CORRIDA - Dar a volta na quadra, coisa que nunca fizéramos antes, era a aventura mais louca que se poderia imaginar. Para mim, mas não para a lógica certeira do meu irmão, que sabia que a quadra era quadrada e que, se fôssemos em direção oposta à nossa casa, dobrando todas as esquinas, daríamos nela inapelavelmente. Para Luiz Carlos, isso era de uma transparência absoluta, tudo fazia sentido. Fugiríamos do algoz que obstava nosso passo em direção ao refúgio familiar, pois ele ficava exatamente no caminho, de plantão na calçada, andando de um lado para o outro, certo de que em algum momento (antes do por-do-sol!) teríamos que passar por ele e aí seríamos vítimas do nosso próprio crime. Luiz Carlos preparou meu espírito, pois eu nunca acreditei em lógicas matemáticas nem em geometrias. Ele tinha tudo isso no DNA e na vocação e por isso tomou a dianteira. Segui meu irmão de língua de fora, segurando o choro pois não poderia explodir antes que o plano desse certo. O algoz não foi atrás de nós e se foi, desistiu, pois, pirralhos inclementes, éramos azougues na corrida e chegamos fácil até o primeiro round, a casa da Generina! (Vi na minha visita recente a Uruguaiana que essa vasta mansão de esquina, propriedade da senhora famosa por ser muito pão dura, foi demolida). Fizemos a primeira dobra na Generina e fomos em frente. A próxima esquina estava, para nosso tamanho de pulgas, quilômetros à frente. Mas chegamos lá e dobramos novamente. Nessa altura o bairro perdia seu status de classe média-média e descia um degrau da escala social. Tudo era desconhecido. Estranhos passavam indiferentes por nós. Mas avançamos decididos até a terceira dobra, quando desembocaríamos na rua de pedra, o último round.

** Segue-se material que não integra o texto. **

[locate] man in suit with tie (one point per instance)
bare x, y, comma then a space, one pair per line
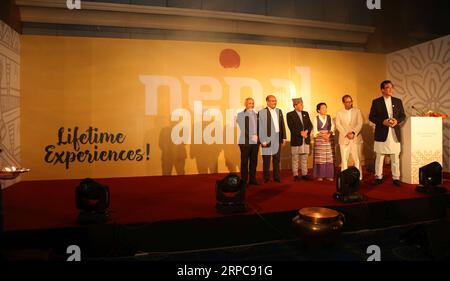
349, 123
300, 126
387, 113
272, 135
248, 141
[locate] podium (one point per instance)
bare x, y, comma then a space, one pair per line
421, 145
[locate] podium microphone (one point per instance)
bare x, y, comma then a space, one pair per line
420, 112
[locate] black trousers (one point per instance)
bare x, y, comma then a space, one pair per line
249, 161
275, 164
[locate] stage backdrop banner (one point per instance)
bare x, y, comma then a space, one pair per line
96, 107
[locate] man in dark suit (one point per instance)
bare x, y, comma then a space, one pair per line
300, 126
387, 113
248, 141
272, 134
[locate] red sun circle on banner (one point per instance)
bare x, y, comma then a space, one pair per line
229, 58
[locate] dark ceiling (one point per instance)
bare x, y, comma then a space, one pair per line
399, 24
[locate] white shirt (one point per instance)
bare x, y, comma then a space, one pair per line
391, 145
274, 114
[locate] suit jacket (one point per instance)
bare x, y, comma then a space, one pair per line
344, 127
296, 126
243, 121
265, 135
378, 113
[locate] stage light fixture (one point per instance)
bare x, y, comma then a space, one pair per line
347, 186
430, 179
92, 199
230, 194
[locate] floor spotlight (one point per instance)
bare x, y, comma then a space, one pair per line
347, 186
230, 194
430, 179
92, 199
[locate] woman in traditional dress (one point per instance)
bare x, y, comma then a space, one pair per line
323, 144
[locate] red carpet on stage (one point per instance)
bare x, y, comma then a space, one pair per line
51, 204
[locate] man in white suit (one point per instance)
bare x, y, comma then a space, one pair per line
349, 123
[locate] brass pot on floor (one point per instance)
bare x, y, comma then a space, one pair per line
318, 226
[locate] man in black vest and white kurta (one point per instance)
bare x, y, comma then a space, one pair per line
272, 134
387, 113
300, 126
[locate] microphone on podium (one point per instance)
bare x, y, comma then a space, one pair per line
420, 112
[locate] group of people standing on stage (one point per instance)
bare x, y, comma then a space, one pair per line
266, 128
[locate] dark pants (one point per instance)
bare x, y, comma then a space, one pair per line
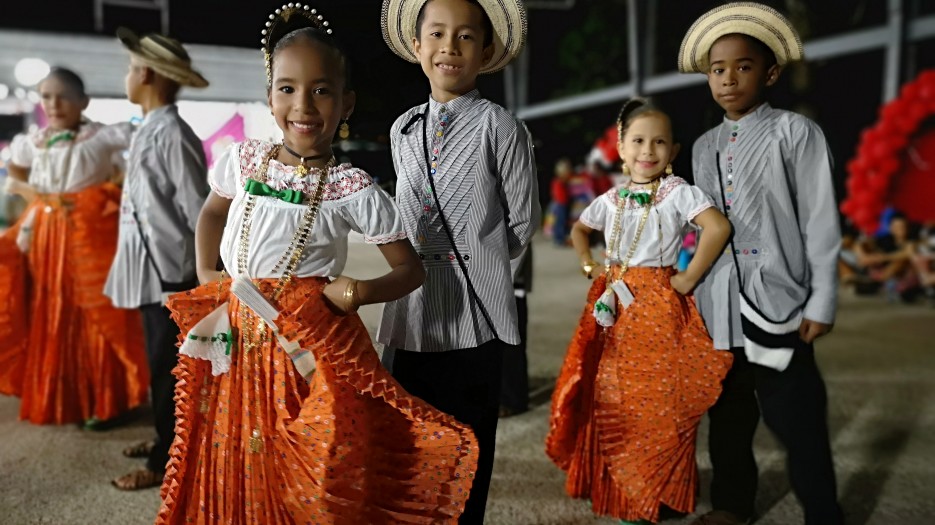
161, 336
514, 393
465, 384
794, 407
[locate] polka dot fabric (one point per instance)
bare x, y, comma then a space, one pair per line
628, 401
349, 447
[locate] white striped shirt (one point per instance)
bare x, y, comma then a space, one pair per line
778, 186
486, 183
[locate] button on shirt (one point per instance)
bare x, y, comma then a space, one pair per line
485, 179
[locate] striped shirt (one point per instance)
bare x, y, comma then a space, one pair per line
486, 182
779, 194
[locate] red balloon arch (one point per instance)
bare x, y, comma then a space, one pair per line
895, 164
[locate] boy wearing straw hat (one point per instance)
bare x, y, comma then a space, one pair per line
468, 197
773, 291
166, 185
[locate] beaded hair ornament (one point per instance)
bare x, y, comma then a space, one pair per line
283, 21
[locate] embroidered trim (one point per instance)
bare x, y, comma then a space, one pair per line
386, 239
87, 130
345, 180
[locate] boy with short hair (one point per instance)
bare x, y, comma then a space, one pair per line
774, 290
166, 185
468, 196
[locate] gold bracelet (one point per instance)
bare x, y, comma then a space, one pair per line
350, 295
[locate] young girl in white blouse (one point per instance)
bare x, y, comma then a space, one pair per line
641, 370
64, 349
284, 413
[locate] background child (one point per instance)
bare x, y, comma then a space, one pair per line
476, 159
656, 356
770, 171
263, 436
64, 349
163, 193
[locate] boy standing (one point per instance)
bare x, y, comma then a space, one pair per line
774, 291
467, 194
166, 185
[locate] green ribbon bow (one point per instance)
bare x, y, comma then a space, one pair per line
255, 187
227, 337
640, 198
60, 137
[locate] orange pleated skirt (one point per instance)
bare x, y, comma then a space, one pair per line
628, 401
348, 447
64, 349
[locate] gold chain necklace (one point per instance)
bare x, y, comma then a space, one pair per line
254, 332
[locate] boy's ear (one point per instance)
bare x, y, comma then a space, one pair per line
772, 74
488, 54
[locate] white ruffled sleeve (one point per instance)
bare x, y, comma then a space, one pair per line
372, 213
224, 177
595, 215
690, 201
21, 151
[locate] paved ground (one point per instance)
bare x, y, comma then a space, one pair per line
879, 365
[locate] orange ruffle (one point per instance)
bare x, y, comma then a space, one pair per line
628, 401
64, 349
351, 447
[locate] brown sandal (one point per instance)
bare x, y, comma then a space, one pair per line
138, 480
140, 450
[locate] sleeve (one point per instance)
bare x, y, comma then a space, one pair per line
115, 137
690, 201
185, 159
21, 151
818, 219
516, 164
224, 177
373, 214
595, 215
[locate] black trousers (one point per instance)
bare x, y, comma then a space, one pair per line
514, 390
465, 384
161, 334
794, 407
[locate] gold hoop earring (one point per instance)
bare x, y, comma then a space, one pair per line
344, 132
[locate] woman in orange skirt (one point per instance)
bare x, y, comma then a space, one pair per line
641, 370
284, 414
64, 349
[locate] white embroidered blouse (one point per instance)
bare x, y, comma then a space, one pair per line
677, 204
351, 201
71, 166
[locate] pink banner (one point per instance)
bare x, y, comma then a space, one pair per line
229, 133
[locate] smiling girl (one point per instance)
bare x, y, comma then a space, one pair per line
64, 349
641, 370
284, 413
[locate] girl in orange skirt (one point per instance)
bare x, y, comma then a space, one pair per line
641, 370
284, 413
64, 349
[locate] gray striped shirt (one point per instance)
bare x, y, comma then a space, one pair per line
776, 173
486, 183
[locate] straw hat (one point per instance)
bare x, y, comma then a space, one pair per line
507, 16
164, 55
747, 18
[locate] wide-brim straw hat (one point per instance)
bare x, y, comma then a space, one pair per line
747, 18
164, 55
508, 18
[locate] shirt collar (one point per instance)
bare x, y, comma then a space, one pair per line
457, 105
751, 118
159, 112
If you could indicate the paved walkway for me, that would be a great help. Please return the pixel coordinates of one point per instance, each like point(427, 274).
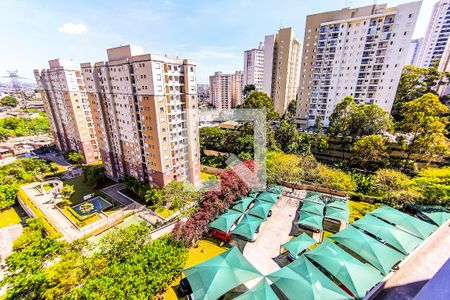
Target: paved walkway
point(409, 280)
point(273, 232)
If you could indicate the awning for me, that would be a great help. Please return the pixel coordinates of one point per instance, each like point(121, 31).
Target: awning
point(260, 209)
point(438, 214)
point(225, 221)
point(404, 221)
point(243, 204)
point(310, 220)
point(397, 238)
point(313, 207)
point(267, 196)
point(299, 244)
point(302, 280)
point(337, 214)
point(357, 277)
point(212, 278)
point(247, 227)
point(261, 291)
point(378, 254)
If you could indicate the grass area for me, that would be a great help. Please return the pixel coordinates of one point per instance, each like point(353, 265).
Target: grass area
point(205, 250)
point(10, 216)
point(165, 212)
point(359, 209)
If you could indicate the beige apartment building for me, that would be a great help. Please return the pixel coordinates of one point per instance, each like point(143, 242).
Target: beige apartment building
point(357, 52)
point(226, 89)
point(65, 101)
point(282, 53)
point(145, 109)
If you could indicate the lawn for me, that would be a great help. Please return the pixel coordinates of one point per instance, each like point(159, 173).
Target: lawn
point(11, 216)
point(359, 209)
point(205, 250)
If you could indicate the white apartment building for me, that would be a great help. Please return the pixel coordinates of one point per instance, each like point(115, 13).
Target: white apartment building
point(254, 67)
point(357, 52)
point(67, 107)
point(437, 36)
point(145, 109)
point(226, 89)
point(282, 53)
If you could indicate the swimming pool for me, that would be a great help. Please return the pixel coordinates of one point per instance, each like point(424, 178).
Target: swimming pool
point(91, 206)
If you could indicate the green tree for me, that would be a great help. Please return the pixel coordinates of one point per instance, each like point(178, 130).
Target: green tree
point(414, 82)
point(424, 123)
point(260, 100)
point(9, 101)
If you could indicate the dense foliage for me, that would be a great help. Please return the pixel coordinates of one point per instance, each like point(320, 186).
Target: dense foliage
point(16, 127)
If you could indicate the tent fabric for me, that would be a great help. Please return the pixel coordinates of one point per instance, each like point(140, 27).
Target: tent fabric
point(397, 238)
point(302, 280)
point(310, 220)
point(404, 221)
point(247, 227)
point(260, 209)
point(261, 291)
point(313, 207)
point(299, 244)
point(218, 275)
point(267, 196)
point(437, 214)
point(376, 253)
point(357, 277)
point(242, 204)
point(337, 214)
point(225, 221)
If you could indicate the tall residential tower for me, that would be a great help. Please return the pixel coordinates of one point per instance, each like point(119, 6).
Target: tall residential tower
point(66, 104)
point(145, 108)
point(357, 52)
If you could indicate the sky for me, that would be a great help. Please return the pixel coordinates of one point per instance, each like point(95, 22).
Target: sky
point(212, 32)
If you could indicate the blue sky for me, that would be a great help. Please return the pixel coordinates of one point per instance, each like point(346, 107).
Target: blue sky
point(214, 33)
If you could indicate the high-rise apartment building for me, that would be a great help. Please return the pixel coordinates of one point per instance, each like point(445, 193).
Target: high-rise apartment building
point(282, 52)
point(254, 67)
point(144, 108)
point(414, 49)
point(66, 104)
point(436, 37)
point(226, 89)
point(357, 52)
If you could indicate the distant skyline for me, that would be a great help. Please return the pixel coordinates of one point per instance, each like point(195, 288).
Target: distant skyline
point(213, 33)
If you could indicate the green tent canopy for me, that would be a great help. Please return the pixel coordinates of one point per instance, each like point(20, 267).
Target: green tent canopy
point(261, 291)
point(260, 209)
point(404, 221)
point(225, 221)
point(299, 244)
point(212, 278)
point(378, 254)
point(247, 227)
point(337, 214)
point(267, 196)
point(359, 278)
point(302, 280)
point(242, 204)
point(310, 220)
point(313, 207)
point(437, 214)
point(397, 238)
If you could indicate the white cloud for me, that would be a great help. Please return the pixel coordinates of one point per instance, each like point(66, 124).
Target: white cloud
point(72, 28)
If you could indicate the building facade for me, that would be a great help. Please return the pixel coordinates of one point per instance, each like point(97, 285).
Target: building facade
point(254, 67)
point(436, 37)
point(65, 101)
point(226, 89)
point(144, 108)
point(282, 53)
point(357, 52)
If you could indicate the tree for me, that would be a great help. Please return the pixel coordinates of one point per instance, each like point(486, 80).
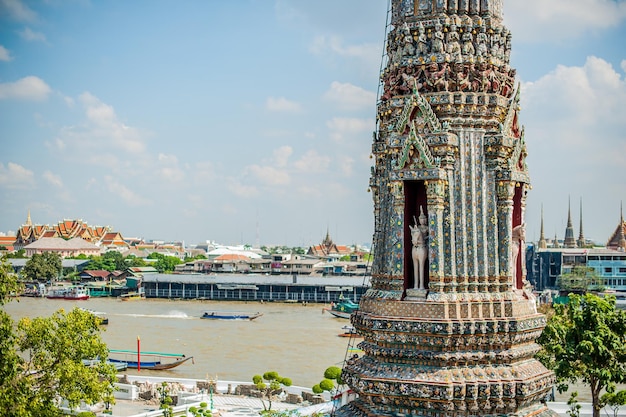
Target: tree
point(201, 411)
point(271, 389)
point(44, 266)
point(165, 400)
point(586, 340)
point(332, 374)
point(42, 360)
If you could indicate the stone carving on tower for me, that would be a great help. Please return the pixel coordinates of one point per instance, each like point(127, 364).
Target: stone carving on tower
point(456, 338)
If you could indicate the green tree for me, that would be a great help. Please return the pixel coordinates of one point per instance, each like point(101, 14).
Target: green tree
point(42, 360)
point(201, 411)
point(586, 340)
point(614, 400)
point(270, 385)
point(579, 280)
point(165, 400)
point(332, 374)
point(44, 266)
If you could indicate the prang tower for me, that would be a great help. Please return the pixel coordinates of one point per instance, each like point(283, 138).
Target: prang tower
point(450, 322)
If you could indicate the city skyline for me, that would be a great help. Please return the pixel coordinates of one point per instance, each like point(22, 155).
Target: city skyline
point(251, 122)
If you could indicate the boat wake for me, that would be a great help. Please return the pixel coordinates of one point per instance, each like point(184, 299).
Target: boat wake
point(174, 314)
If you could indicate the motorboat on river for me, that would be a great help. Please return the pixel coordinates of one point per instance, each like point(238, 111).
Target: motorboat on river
point(156, 361)
point(230, 315)
point(72, 292)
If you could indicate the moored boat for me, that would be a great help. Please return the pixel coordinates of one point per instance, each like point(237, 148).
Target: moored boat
point(100, 315)
point(342, 309)
point(72, 292)
point(230, 315)
point(156, 361)
point(349, 331)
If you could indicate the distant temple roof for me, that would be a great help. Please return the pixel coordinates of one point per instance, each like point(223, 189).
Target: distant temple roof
point(328, 247)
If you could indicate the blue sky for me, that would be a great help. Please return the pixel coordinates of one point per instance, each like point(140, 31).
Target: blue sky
point(250, 121)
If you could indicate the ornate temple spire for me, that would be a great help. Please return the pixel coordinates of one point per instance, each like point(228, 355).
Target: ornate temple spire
point(542, 240)
point(581, 237)
point(450, 322)
point(621, 245)
point(569, 241)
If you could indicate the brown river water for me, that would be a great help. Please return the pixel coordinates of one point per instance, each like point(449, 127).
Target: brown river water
point(298, 341)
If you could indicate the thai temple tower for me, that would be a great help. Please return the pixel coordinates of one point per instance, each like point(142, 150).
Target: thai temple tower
point(569, 241)
point(450, 322)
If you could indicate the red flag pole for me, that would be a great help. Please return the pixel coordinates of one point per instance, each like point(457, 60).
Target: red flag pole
point(138, 354)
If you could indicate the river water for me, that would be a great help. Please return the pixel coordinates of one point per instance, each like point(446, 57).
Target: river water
point(298, 341)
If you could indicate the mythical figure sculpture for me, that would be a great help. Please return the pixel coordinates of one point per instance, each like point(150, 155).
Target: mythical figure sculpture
point(517, 248)
point(468, 44)
point(422, 41)
point(454, 45)
point(437, 46)
point(408, 48)
point(481, 42)
point(419, 238)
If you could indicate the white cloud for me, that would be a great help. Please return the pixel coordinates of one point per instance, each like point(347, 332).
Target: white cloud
point(104, 130)
point(4, 54)
point(29, 88)
point(347, 165)
point(15, 176)
point(241, 190)
point(556, 20)
point(17, 10)
point(312, 162)
point(281, 104)
point(348, 96)
point(576, 118)
point(268, 175)
point(579, 97)
point(281, 155)
point(343, 127)
point(124, 193)
point(53, 179)
point(168, 169)
point(31, 36)
point(334, 44)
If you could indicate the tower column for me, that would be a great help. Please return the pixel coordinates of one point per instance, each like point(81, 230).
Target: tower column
point(504, 193)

PICOLÉ - Sorte que aquela quadra era mais conhecida. No fim dela, onde nos encontrávamos, morava o Morocho, exímio violinista e seus dois filhos, amigos nossos. Depois, o temível Walfrido, o perigoso Rato (obrigado, Fernando, que me corrigiu) que, pelo menos, era nosso aliado. Em frente ao Rato havia a pacata Dona Noêmia, com chão batido na frente, onde morava a família dos Da Nova, exímios sambistas da escola supercampeã Os Rouxinóis. Quando passamos zunindo pelos Da Nova, palmilhamos o milagre: já era a nossa calçada! Fui porta adentro aos prantos, sentindo dor terrível no lado direito da barriga, achando que não fora a corrida que tinha me esbugalhado o corpo, mas a sobremesa ( uma marmelada!) que comera antes de fazer a visita fatídica. O escândalo estava armado, mas não lembro se contamos toda a verdade. O episódio na minha memória termina aí. Luiz Carlos provou que seu plano era infalível e com isso me salvou. O ângulo reto foi a solução encontrada pelo irmão iluminista, enquanto o emocionado barroco destruidor de aves engaioladas amargou o maior susto da sua vida. Quem mandou perseguir passarinhos, insistir em más companhias, afastar-se da casa paterna, aprontar uma cabeluda quando o mais prático seria esperarmos a carrocinha do picolé chegar, para que a festa da tarde fosse perfeita?